Opinion
No. 33466.
January 26, 1956.
APPEAL AND ERROR — BRIEFS — REFERENCES TO RECORD — POINTS AND ARGUMENTS. Under Rule on Appeal 42(1) (f), a contention in a brief will be disregarded, where it is not supported by references to the record or by argument.
SAME — BRIEFS — SETTING OUT FINDINGS. Under Rules on Appeal 42 (1) (f) and 43, an assignment of error directed to a finding of fact will not be considered, where the finding was not set out in the brief.
See 3 Am. Jur. § 768.
Appeal from a judgment of the superior court for King county, No. 464412, Meakim, J., entered April 1, 1955, upon findings in favor of the plaintiff, in an action for divorce, tried to the court. Affirmed.
Seijas Carras, for appellant.
Raymond A. Reiser, for respondent.
The parties were married in Spokane in 1941. They had four children. The court granted a divorce to plaintiff, at which time the children were about two, four, nine, and twelve years of age. The court awarded their custody to the plaintiff father and granted visitation privileges to the defendant mother every Wednesday evening, custody every other week end, and during the summer from June 15th to August 14th.
The defendant appeals from that part of the decree concerning the custody of the children. She makes two assignments of error. In the first, she contends the trial court erred in finding that she is not a fit and proper person to have custody of the children. The facts upon which the trial court predicated its finding were:
"That subsequent to Jan. 1, 1954, at at [sic] intervals since that time, the defendant Alice B. Bruce has associated with one Paul M. Ferrill, a married man, and they have engaged in a clandestine love affair which has resulted in the ultimate alienation of the defendant's affection for the plaintiff." (Italics ours.)
The appellant does not contend that the record does not support this finding of fact, but only that its language is too indefinite to sustain a conclusion of moral unfitness. We quote appellant's argument.
"As can be obviously readily seen there has been no definite findings by the court indicating or showing that the appellant herein, the natural mother of the children, is morally unfit or physically incapable of caring for the children. There is no findings by the court that there were sexual intimacies, adultery or any contact which would grant the court the right to deny the natural mother the custody of her children."

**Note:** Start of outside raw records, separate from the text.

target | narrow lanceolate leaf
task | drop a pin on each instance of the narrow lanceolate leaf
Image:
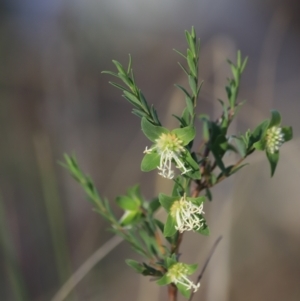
(275, 118)
(169, 229)
(182, 289)
(152, 132)
(287, 132)
(119, 67)
(167, 201)
(273, 160)
(193, 165)
(191, 63)
(193, 85)
(132, 97)
(183, 90)
(186, 135)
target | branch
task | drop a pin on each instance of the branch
(206, 263)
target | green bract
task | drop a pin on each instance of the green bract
(177, 273)
(169, 147)
(184, 214)
(271, 137)
(200, 171)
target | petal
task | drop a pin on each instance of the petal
(169, 229)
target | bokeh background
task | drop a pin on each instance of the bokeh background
(54, 99)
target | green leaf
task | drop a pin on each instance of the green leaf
(164, 280)
(152, 132)
(288, 133)
(154, 205)
(191, 268)
(182, 289)
(259, 132)
(241, 146)
(260, 145)
(191, 63)
(129, 217)
(183, 90)
(133, 98)
(139, 268)
(185, 119)
(170, 260)
(167, 201)
(273, 160)
(119, 67)
(127, 203)
(208, 194)
(150, 161)
(234, 170)
(169, 229)
(186, 135)
(275, 119)
(189, 105)
(129, 64)
(193, 85)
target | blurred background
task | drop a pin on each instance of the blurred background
(54, 99)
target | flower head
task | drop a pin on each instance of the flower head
(184, 214)
(178, 273)
(270, 136)
(274, 139)
(168, 149)
(187, 215)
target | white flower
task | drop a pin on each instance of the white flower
(177, 273)
(274, 139)
(169, 147)
(186, 215)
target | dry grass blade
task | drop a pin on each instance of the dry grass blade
(86, 267)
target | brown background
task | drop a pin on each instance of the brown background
(54, 99)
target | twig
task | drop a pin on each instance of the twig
(206, 263)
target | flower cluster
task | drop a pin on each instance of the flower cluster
(169, 147)
(184, 214)
(187, 215)
(274, 139)
(178, 272)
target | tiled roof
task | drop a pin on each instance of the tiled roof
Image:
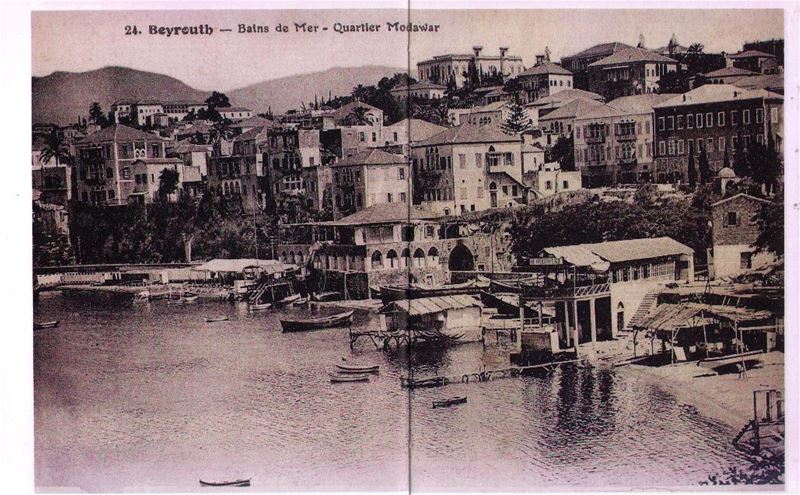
(752, 53)
(466, 134)
(599, 50)
(730, 71)
(546, 68)
(370, 157)
(629, 55)
(576, 108)
(383, 213)
(712, 93)
(117, 133)
(419, 129)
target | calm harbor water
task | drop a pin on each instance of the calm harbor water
(152, 398)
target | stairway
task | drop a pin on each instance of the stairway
(648, 303)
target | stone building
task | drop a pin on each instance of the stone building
(716, 118)
(734, 230)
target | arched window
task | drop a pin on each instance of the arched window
(405, 257)
(433, 256)
(391, 257)
(377, 260)
(419, 258)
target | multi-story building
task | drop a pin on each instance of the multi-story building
(716, 118)
(234, 170)
(235, 113)
(614, 142)
(630, 71)
(103, 163)
(467, 168)
(452, 68)
(363, 178)
(578, 64)
(143, 111)
(543, 79)
(734, 230)
(423, 90)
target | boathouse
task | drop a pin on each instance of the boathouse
(454, 318)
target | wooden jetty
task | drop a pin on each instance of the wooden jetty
(481, 376)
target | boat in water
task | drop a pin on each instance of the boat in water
(349, 378)
(449, 402)
(45, 324)
(389, 293)
(345, 368)
(306, 324)
(235, 483)
(214, 319)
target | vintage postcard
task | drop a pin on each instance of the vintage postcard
(412, 248)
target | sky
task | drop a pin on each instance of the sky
(77, 41)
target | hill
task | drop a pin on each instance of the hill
(288, 92)
(61, 96)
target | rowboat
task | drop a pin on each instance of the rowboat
(449, 402)
(349, 378)
(288, 299)
(305, 324)
(236, 483)
(214, 319)
(45, 324)
(717, 362)
(344, 368)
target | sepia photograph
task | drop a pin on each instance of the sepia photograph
(410, 248)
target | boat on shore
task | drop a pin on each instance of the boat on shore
(345, 368)
(235, 483)
(720, 361)
(449, 402)
(214, 319)
(306, 324)
(45, 324)
(349, 378)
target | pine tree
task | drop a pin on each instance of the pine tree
(518, 120)
(692, 172)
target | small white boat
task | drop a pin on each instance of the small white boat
(214, 319)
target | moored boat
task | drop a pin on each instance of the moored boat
(236, 483)
(306, 324)
(349, 378)
(449, 402)
(45, 324)
(345, 368)
(214, 319)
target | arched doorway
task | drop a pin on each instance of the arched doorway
(461, 259)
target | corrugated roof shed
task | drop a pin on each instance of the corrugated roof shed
(432, 305)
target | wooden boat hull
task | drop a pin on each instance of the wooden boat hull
(236, 483)
(449, 402)
(343, 368)
(718, 362)
(308, 324)
(349, 378)
(45, 324)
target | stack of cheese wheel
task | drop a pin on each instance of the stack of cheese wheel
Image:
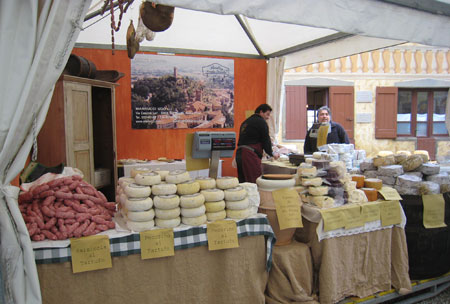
(237, 203)
(214, 204)
(192, 203)
(137, 207)
(237, 208)
(317, 192)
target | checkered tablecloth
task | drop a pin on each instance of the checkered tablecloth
(183, 239)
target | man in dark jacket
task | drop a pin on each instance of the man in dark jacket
(336, 133)
(253, 139)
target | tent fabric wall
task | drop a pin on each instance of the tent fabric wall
(35, 43)
(372, 18)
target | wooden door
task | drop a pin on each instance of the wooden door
(341, 103)
(78, 123)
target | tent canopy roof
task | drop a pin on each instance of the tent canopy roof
(303, 31)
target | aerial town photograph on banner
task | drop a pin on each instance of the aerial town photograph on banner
(174, 92)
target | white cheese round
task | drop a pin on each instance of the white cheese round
(238, 214)
(215, 206)
(237, 205)
(206, 182)
(167, 214)
(193, 212)
(135, 190)
(147, 178)
(172, 223)
(227, 182)
(189, 187)
(164, 189)
(213, 195)
(138, 203)
(178, 176)
(141, 216)
(235, 194)
(192, 200)
(166, 201)
(140, 226)
(194, 221)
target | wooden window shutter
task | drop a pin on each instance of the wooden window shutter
(295, 123)
(342, 108)
(386, 112)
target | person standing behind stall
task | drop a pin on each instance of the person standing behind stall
(336, 133)
(253, 139)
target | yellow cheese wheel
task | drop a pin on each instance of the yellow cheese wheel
(359, 179)
(373, 183)
(371, 194)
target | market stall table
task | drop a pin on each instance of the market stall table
(192, 275)
(355, 262)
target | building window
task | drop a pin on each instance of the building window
(421, 112)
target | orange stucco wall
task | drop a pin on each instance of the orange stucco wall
(250, 91)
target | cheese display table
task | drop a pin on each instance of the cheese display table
(162, 165)
(278, 167)
(192, 275)
(358, 263)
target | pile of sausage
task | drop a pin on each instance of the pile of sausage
(64, 208)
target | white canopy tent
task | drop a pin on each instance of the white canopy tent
(301, 31)
(37, 37)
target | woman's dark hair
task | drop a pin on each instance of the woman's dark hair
(264, 108)
(324, 108)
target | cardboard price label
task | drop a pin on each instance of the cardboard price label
(390, 213)
(287, 205)
(90, 253)
(433, 211)
(222, 235)
(157, 243)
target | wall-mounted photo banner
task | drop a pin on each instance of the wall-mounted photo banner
(173, 92)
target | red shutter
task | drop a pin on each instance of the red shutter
(386, 112)
(342, 108)
(295, 123)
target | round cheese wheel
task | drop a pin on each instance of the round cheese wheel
(164, 189)
(123, 181)
(148, 178)
(237, 205)
(192, 200)
(213, 195)
(135, 190)
(189, 187)
(206, 182)
(177, 176)
(238, 214)
(167, 214)
(320, 190)
(215, 216)
(162, 173)
(215, 206)
(140, 226)
(166, 201)
(235, 194)
(227, 182)
(315, 181)
(373, 183)
(194, 221)
(135, 171)
(269, 184)
(138, 203)
(172, 223)
(193, 212)
(371, 194)
(359, 179)
(141, 216)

Appellant's contention is a mere quibble over the sufficiency of the language used by the trial court to support its finding of unfitness, and does not raise a question as to the facts or their sufficiency to support the judgment.
[1] Appellant also contends, in her first assignment of error, that the trial court erred in finding that respondent is a fit and proper person to have custody of the children. She does not support this contention by references to the record or by argument. We, therefore, must disregard it. Deer Park Pine Industry v. Stevens County, 46 Wn.2d 852, 286 P.2d 98; Rule on Appeal 42 (1) (f), 34A Wn.2d 44, as amended, effective January 2, 1953.
[2] In appellant's second assignment of error, she attempts to assign error to one of the trial court's findings. However, she does not set out this finding in her brief as required by Rules on Appeal 42 (1) (f) and 43, 34A Wn.2d 44, 47, as amended, effective January 2, 1953.
We, therefore, do not consider it.
The judgment is affirmed.
HAMLEY, C.J., SCHWELLENBACH, FINLEY, and OTT, JJ., concur.